The investor, who usually expresses himself in cryptic messages, on Jan. 23 tweeted a graph of the S&P 500 over the period from September 2000 to the beginning of 2003, essentially the dot-com bubble and the aftermath of 9/11. He circled the period from September 2001 to April 2002.

During this circled period, the S&P 500 managed to stabilize somewhat after having been in continuous decline from a high on Sept. 1, 2000, at 1,530.09 points. 

Between September 2001 and April 2002, the S&P 500 managed to rise twice to around 1,178 points and 1,176 points. But then followed four months of decline to a low of 771 points. It then rebounded to 966 points before plunging again. 

Burry accompanies his graphic with a single word: "Maybe."

The investor said nothing else -- but he appears to be making a parallel with the current period. He later deleted the post, reviving a routine. He'd stopped deleting posts when Elon Musk took over Twitter on Oct. 27.

Burry Had Suggested a Recession Was in Offing

Burry's warning is not a huge surprise because at the beginning of the year the investor predicted that the U.S. economy would fall into recession this year no matter how you define the word "recession."

"Inflation peaked," Burry wrote on Twitter on Jan. 1. "But it is not the last peak of this cycle. We are likely to see [consumer price index] lower, possibly negative in 2H 2023, and the US in recession by any definition."

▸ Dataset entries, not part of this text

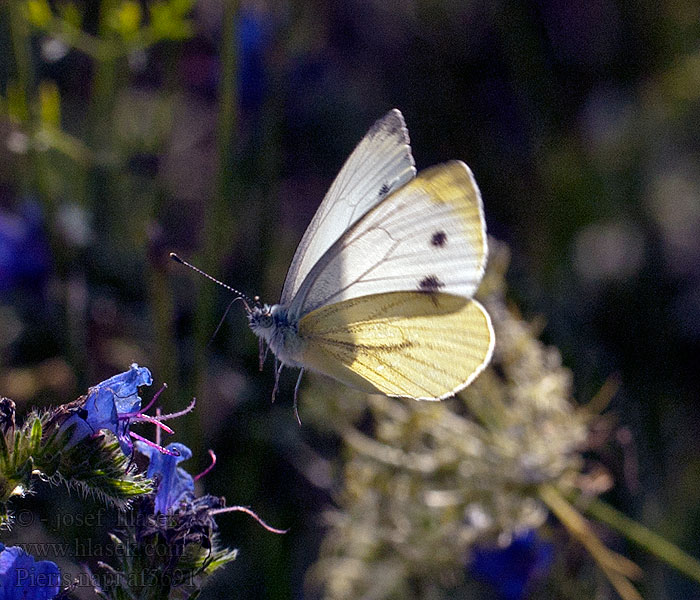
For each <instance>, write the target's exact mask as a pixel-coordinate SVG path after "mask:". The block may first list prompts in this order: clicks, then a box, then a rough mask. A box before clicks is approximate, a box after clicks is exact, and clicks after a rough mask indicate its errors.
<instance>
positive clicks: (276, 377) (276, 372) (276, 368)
mask: <svg viewBox="0 0 700 600" xmlns="http://www.w3.org/2000/svg"><path fill="white" fill-rule="evenodd" d="M282 369H284V363H283V362H280V361H278V360H277V359H275V385H274V387H273V388H272V401H273V402H274V401H275V398H277V390H279V387H280V375H281V374H282Z"/></svg>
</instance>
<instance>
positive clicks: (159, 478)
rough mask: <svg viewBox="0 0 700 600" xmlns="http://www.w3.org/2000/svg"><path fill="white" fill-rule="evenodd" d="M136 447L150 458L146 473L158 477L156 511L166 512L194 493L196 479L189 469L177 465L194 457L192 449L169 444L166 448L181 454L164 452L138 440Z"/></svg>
mask: <svg viewBox="0 0 700 600" xmlns="http://www.w3.org/2000/svg"><path fill="white" fill-rule="evenodd" d="M135 445H136V449H137V450H138V451H139V452H141V453H142V454H145V455H146V456H148V458H149V461H150V462H149V464H148V471H147V473H146V475H147V476H148V477H149V478H151V479H153V478H155V477H156V476H157V478H158V481H159V482H158V491H157V492H156V503H155V512H156V513H163V514H166V513H167V512H168V511H169V510H172V509H173V508H174V507H175V506H177V504H178V503H179V502H180V500H182V499H183V498H185V497H187V496H191V495H194V479H193V478H192V475H190V474H189V473H188V472H187V471H185V470H184V469H182V468H180V467H178V466H177V464H178V463H180V462H182V461H184V460H187V459H188V458H191V457H192V451H191V450H190V449H189V448H188V447H187V446H185V445H184V444H179V443H177V442H174V443H172V444H168V445H167V446H166V447H165V448H166V450H170V451H175V452H178V453H179V456H172V455H170V454H163V453H162V452H160V451H159V450H158V449H157V448H153V447H152V446H149V445H148V444H144V443H143V442H136V444H135Z"/></svg>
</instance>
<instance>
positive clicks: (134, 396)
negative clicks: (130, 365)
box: [62, 363, 153, 454]
mask: <svg viewBox="0 0 700 600" xmlns="http://www.w3.org/2000/svg"><path fill="white" fill-rule="evenodd" d="M152 383H153V378H152V377H151V372H150V371H149V370H148V369H147V368H146V367H139V366H138V365H137V364H136V363H134V364H132V365H131V368H130V369H129V370H128V371H126V372H124V373H120V374H119V375H115V376H114V377H110V378H109V379H107V380H105V381H103V382H102V383H98V384H97V385H96V386H94V387H91V388H90V390H89V391H88V395H87V399H86V400H85V402H84V404H83V406H82V407H81V408H80V409H78V410H77V411H76V412H75V413H74V414H73V415H71V416H70V417H69V418H68V419H67V420H66V421H65V422H64V423H63V425H62V429H64V430H65V429H67V428H68V427H70V426H71V425H74V426H75V431H74V433H73V437H72V439H71V441H70V443H69V444H68V445H67V447H68V448H70V447H71V446H74V445H75V444H77V443H78V442H79V441H80V440H82V439H83V438H85V437H87V436H89V435H92V434H94V433H97V432H98V431H99V430H100V429H108V430H109V431H111V432H112V433H114V435H116V436H117V439H118V440H119V443H120V444H121V447H122V450H123V451H124V453H125V454H131V450H132V446H133V444H132V442H131V437H132V435H131V433H130V431H129V424H130V423H131V421H138V420H147V419H140V417H143V415H142V414H141V413H140V410H141V397H140V396H139V395H138V392H139V386H142V385H151V384H152Z"/></svg>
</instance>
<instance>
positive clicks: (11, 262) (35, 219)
mask: <svg viewBox="0 0 700 600" xmlns="http://www.w3.org/2000/svg"><path fill="white" fill-rule="evenodd" d="M50 265H51V250H50V248H49V243H48V241H47V239H46V235H45V233H44V223H43V215H42V214H41V208H40V207H39V205H38V204H37V203H35V202H24V203H23V204H21V205H20V206H19V208H18V210H17V211H16V212H6V211H4V210H1V209H0V291H8V290H10V289H12V288H14V287H15V286H17V285H22V286H24V287H25V288H30V289H34V290H37V291H38V290H40V289H41V287H42V286H43V284H44V281H45V279H46V276H47V275H48V273H49V270H50Z"/></svg>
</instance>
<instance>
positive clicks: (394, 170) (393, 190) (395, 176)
mask: <svg viewBox="0 0 700 600" xmlns="http://www.w3.org/2000/svg"><path fill="white" fill-rule="evenodd" d="M415 173H416V169H415V167H414V162H413V156H412V155H411V148H410V146H409V139H408V131H407V130H406V124H405V123H404V120H403V116H402V115H401V113H400V112H399V111H398V110H396V109H394V110H392V111H390V112H389V113H387V114H386V115H385V116H384V117H382V118H381V119H379V120H378V121H377V122H376V123H375V124H374V125H373V126H372V128H371V129H370V130H369V132H368V133H367V135H366V136H365V137H364V138H363V139H362V141H361V142H360V143H359V144H358V145H357V147H356V148H355V150H354V151H353V153H352V154H351V155H350V157H349V158H348V160H347V161H346V162H345V164H344V165H343V168H342V169H341V171H340V173H338V176H337V177H336V178H335V181H334V182H333V184H332V185H331V187H330V189H329V190H328V193H327V194H326V197H325V198H324V199H323V202H322V203H321V206H320V207H319V208H318V210H317V211H316V214H315V215H314V218H313V220H312V221H311V223H310V224H309V227H308V229H307V230H306V233H304V237H303V238H302V240H301V242H300V244H299V247H298V248H297V251H296V253H295V255H294V258H293V260H292V265H291V266H290V268H289V272H288V273H287V279H286V280H285V283H284V289H283V291H282V299H281V300H280V303H281V304H289V303H290V302H291V301H292V299H293V297H294V296H295V294H296V293H297V291H298V290H299V288H300V286H301V284H302V282H303V281H304V279H305V278H306V276H307V275H308V274H309V272H310V271H311V269H312V267H313V266H314V264H315V263H316V262H317V261H318V260H319V259H320V258H321V257H322V256H323V254H324V253H325V252H326V251H327V250H328V249H329V248H330V247H331V246H332V245H333V244H334V243H335V242H336V241H337V240H338V239H339V238H340V237H341V235H343V233H344V232H345V231H346V230H347V229H348V228H350V227H351V226H352V225H353V224H354V223H356V222H357V220H358V219H360V218H361V217H362V216H363V215H364V214H365V213H366V212H367V211H368V210H370V209H371V208H372V207H373V206H375V205H376V204H377V203H379V202H381V201H382V200H383V199H384V198H385V197H386V196H387V195H388V194H390V193H391V192H392V191H394V190H396V189H398V188H400V187H401V186H403V185H404V184H406V183H407V182H408V181H410V180H411V179H412V178H413V177H414V176H415Z"/></svg>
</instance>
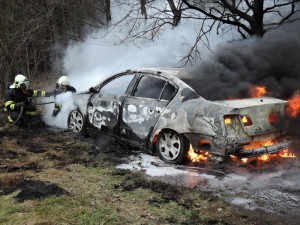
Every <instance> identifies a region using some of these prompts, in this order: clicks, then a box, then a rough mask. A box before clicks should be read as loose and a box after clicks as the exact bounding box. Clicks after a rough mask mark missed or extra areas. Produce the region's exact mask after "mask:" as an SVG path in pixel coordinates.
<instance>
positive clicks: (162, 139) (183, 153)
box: [156, 130, 190, 164]
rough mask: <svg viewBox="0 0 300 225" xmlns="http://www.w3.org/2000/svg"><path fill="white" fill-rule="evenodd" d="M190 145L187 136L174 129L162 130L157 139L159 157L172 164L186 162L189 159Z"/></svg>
mask: <svg viewBox="0 0 300 225" xmlns="http://www.w3.org/2000/svg"><path fill="white" fill-rule="evenodd" d="M189 147H190V144H189V141H188V140H187V138H185V137H183V136H182V135H180V134H178V133H177V132H175V131H173V130H164V131H161V132H160V133H159V135H158V137H157V141H156V149H157V153H158V156H159V158H160V159H161V160H163V161H164V162H166V163H171V164H181V163H184V162H185V161H186V160H187V154H188V150H189Z"/></svg>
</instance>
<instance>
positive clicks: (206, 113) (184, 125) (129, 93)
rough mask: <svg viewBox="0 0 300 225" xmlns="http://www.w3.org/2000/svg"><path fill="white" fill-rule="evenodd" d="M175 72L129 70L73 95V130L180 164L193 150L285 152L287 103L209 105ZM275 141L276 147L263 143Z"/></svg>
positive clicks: (68, 123) (242, 157)
mask: <svg viewBox="0 0 300 225" xmlns="http://www.w3.org/2000/svg"><path fill="white" fill-rule="evenodd" d="M179 73H180V71H179V70H175V69H169V70H168V69H155V68H148V69H140V70H127V71H125V72H122V73H118V74H115V75H113V76H111V77H109V78H108V79H106V80H105V81H103V82H101V83H100V84H98V85H96V86H94V87H92V88H90V90H89V91H88V92H85V93H79V94H76V95H74V96H73V100H74V104H75V105H77V107H78V108H77V109H76V110H74V111H72V112H71V113H70V115H69V118H68V128H69V130H71V131H73V132H77V133H84V132H86V131H97V132H102V133H107V134H109V135H113V136H116V137H118V138H119V139H120V140H122V141H126V142H128V143H130V144H132V145H136V146H139V147H140V148H143V149H146V150H147V151H148V152H149V153H155V152H157V153H158V155H159V157H160V158H161V159H162V160H163V161H165V162H167V163H174V164H177V163H182V162H184V161H185V160H186V159H187V156H188V151H189V149H190V145H192V148H193V149H194V150H195V151H205V152H208V153H210V154H213V155H218V156H224V157H226V156H229V155H233V156H236V157H238V158H248V157H255V156H260V155H264V154H273V153H276V152H279V151H281V150H284V149H287V148H288V146H289V144H290V142H289V141H288V140H287V131H288V118H287V116H286V113H285V110H286V106H287V101H284V100H280V99H276V98H269V97H268V98H267V97H261V98H250V99H241V100H226V101H208V100H206V99H204V98H203V97H201V96H200V95H199V94H198V93H197V92H196V91H194V89H193V88H191V87H190V86H189V85H187V84H186V83H185V82H183V80H181V79H179V78H178V74H179ZM268 141H272V144H268V145H267V144H265V143H266V142H268Z"/></svg>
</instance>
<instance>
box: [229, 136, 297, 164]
mask: <svg viewBox="0 0 300 225" xmlns="http://www.w3.org/2000/svg"><path fill="white" fill-rule="evenodd" d="M276 143H277V142H276V141H273V140H267V141H253V142H251V143H250V144H249V145H247V146H244V148H245V150H250V149H253V148H259V147H262V146H270V145H274V144H276ZM230 157H231V159H232V160H233V161H240V162H242V163H248V162H251V161H253V160H256V161H257V164H262V163H264V162H270V161H271V160H275V159H280V158H296V155H295V154H293V153H291V152H289V150H288V149H285V150H282V151H280V152H278V153H276V154H266V155H261V156H258V157H253V158H242V159H240V160H239V159H238V158H237V157H236V156H230Z"/></svg>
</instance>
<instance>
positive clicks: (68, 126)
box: [68, 110, 85, 134]
mask: <svg viewBox="0 0 300 225" xmlns="http://www.w3.org/2000/svg"><path fill="white" fill-rule="evenodd" d="M68 130H69V131H72V132H74V133H81V134H84V133H85V118H84V116H83V114H82V113H81V112H80V111H79V110H73V111H71V112H70V114H69V117H68Z"/></svg>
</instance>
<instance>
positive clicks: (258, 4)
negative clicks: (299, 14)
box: [182, 0, 299, 38]
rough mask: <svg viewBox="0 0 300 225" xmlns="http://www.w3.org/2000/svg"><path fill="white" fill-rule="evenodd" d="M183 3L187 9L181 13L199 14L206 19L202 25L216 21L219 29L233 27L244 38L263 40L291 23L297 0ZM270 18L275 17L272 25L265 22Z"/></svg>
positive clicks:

He then describes a vicious circle. The Federal Reserve, which has raised interest rates to a level not seen since the 2008 financial crisis, will pivot and cut rates, while the federal government announces a stimulus package to help households strangled by the deteriorating economy. 

All this will end with inflation resurging, a circumstance similar to what happened during the covid-19 pandemic. 

Basically, we'll see a rehearsal of what happened after March 2020.

"Fed will cut and government will stimulate. And we will have another inflation spike. It's not hard," Burry wrote.

The 2008 financial crisis, one of the biggest financial debacles in history, made Burry a legend. It made him an example to follow in defiance of standard practices in finance.

The 2015 film "The Big Short" describes how the investor, who had no particular expertise in finance and real estate, came to understand that the sector had become a sandcastle. Financiers and bankers had created exotic products based on mortgages given to financially fragile households and borrowers with poor credit. 

He decided to bet that the subprime-mortgage market would collapse -- hence the name "Big Short." History proved him right. The move made Burry something of a Wall Street oracle. 

He embraced this role, judging by his Twitter handle which is Cassandra B.C. For traders and risk takers, he is a kind of party spoiler. 

In recent months Burry had warned that the economic situation was going to deteriorate seriously, that massive layoffs of white-collar workers were on the horizon; and that the stock market was going to have a moment of truth, after two years of prosperity during the pandemic. 

All of these warnings came true in 2022.